Verseon Creates Blockchain Subsidiary BlockRules. Launches Security Token Offering for Preferred Shares

Verseon (AIM: VERS), a California based clinical stage pharma company, is issuing preferred shares. The company is using its own blockchain based subsidiary BlockRules to sell the securities in a security token offering (STO) that seeks to be “one of the first global offerings backed by a prospectus.”

Founded in 2002, Verseon’s current drug programs include anticoagulation, diabetic macular edema, hereditary angioedema, and oncology (solid tumors).

Verseon says the STO will use the technology and services of their blockchain Fintech “to enforce regulatory compliance across multiple jurisdictions.” Each security token will be a form of “preferred share that grants its holder rights to a percentage of Verseon’s future drug program revenues.” Shares will be both issued and traded on the BlockRules platform if everything goes as planned.

“We wanted to structure our STO as one of the first truly international offerings backed by a prospectus,” says Adityo Prakash, CEO of Verseon. “BlockRules provides the ideal solution to realize this vision. Their technology will allow us to share the future rewards from our innovations with investors around the globe.” All trades or transfers will be recorded.

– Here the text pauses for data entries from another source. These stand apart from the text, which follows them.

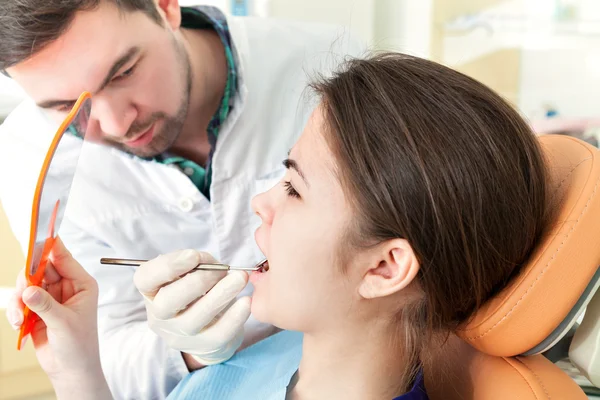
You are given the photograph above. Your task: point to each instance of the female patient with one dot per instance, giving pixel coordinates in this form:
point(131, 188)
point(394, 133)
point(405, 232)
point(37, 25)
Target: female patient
point(412, 196)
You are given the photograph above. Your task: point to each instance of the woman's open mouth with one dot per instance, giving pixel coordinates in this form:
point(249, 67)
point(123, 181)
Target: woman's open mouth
point(258, 275)
point(264, 267)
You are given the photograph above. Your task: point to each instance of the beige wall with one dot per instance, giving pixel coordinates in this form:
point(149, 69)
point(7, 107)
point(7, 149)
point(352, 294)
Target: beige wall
point(500, 70)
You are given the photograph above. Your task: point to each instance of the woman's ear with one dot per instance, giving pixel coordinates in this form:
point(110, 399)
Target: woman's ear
point(392, 267)
point(171, 12)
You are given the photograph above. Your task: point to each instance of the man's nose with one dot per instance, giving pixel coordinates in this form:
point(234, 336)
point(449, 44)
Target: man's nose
point(114, 117)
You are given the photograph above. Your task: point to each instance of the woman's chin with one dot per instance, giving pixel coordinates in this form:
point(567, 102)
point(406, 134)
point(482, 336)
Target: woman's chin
point(258, 308)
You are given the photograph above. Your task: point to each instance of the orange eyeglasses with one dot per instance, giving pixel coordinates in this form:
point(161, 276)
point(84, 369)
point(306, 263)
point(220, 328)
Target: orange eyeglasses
point(50, 199)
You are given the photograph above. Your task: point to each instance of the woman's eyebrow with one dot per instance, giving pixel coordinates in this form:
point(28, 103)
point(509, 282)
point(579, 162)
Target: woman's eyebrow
point(292, 164)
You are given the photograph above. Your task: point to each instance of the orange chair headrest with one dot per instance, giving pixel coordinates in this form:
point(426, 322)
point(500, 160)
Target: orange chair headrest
point(544, 297)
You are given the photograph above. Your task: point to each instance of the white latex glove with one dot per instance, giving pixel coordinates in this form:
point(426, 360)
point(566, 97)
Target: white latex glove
point(197, 313)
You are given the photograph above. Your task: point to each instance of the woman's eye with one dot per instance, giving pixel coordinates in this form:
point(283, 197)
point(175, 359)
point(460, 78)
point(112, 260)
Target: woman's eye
point(290, 190)
point(125, 73)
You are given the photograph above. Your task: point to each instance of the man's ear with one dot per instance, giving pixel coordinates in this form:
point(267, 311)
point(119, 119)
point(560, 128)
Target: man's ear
point(171, 12)
point(392, 267)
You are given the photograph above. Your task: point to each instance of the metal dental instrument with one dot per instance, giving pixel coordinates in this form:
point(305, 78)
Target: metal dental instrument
point(203, 266)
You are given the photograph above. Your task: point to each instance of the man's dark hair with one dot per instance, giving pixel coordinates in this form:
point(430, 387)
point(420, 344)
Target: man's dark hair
point(27, 26)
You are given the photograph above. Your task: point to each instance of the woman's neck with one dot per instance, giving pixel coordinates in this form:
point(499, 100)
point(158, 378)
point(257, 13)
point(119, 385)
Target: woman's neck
point(353, 363)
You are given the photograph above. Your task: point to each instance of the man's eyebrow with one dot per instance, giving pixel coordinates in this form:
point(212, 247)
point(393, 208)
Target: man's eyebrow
point(117, 65)
point(292, 164)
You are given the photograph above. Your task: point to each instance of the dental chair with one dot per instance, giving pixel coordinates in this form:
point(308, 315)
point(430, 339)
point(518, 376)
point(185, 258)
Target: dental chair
point(498, 354)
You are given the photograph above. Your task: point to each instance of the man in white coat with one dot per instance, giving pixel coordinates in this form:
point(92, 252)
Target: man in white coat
point(192, 114)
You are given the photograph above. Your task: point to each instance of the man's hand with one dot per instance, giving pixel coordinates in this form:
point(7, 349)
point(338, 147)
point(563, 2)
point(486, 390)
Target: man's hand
point(66, 336)
point(194, 312)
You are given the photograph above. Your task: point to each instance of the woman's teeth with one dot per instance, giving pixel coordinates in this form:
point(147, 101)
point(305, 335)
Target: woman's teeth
point(264, 267)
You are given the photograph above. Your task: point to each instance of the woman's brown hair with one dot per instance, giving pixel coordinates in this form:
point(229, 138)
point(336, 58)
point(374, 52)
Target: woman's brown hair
point(430, 155)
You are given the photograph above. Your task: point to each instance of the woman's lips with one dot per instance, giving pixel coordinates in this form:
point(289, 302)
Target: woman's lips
point(257, 276)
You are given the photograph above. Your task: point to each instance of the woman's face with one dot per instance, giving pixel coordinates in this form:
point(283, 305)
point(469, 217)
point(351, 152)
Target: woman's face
point(304, 220)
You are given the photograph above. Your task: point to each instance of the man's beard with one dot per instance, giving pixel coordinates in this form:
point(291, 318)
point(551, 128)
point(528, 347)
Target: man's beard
point(171, 125)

The “BlockRules Compliance Engine” is designed to perform compliance checks directly on the blockchain. Only those trades that comply with applicable regulations will be allowed to proceed. The STO will be implemented as an ERC20 token providing global access and peer-to-peer trading on decentralized exchanges.

David Williams, BlockRules Chief Technologist, says their goal is to make the STO available to a global investor base while enforcing each jurisdictions’ rules.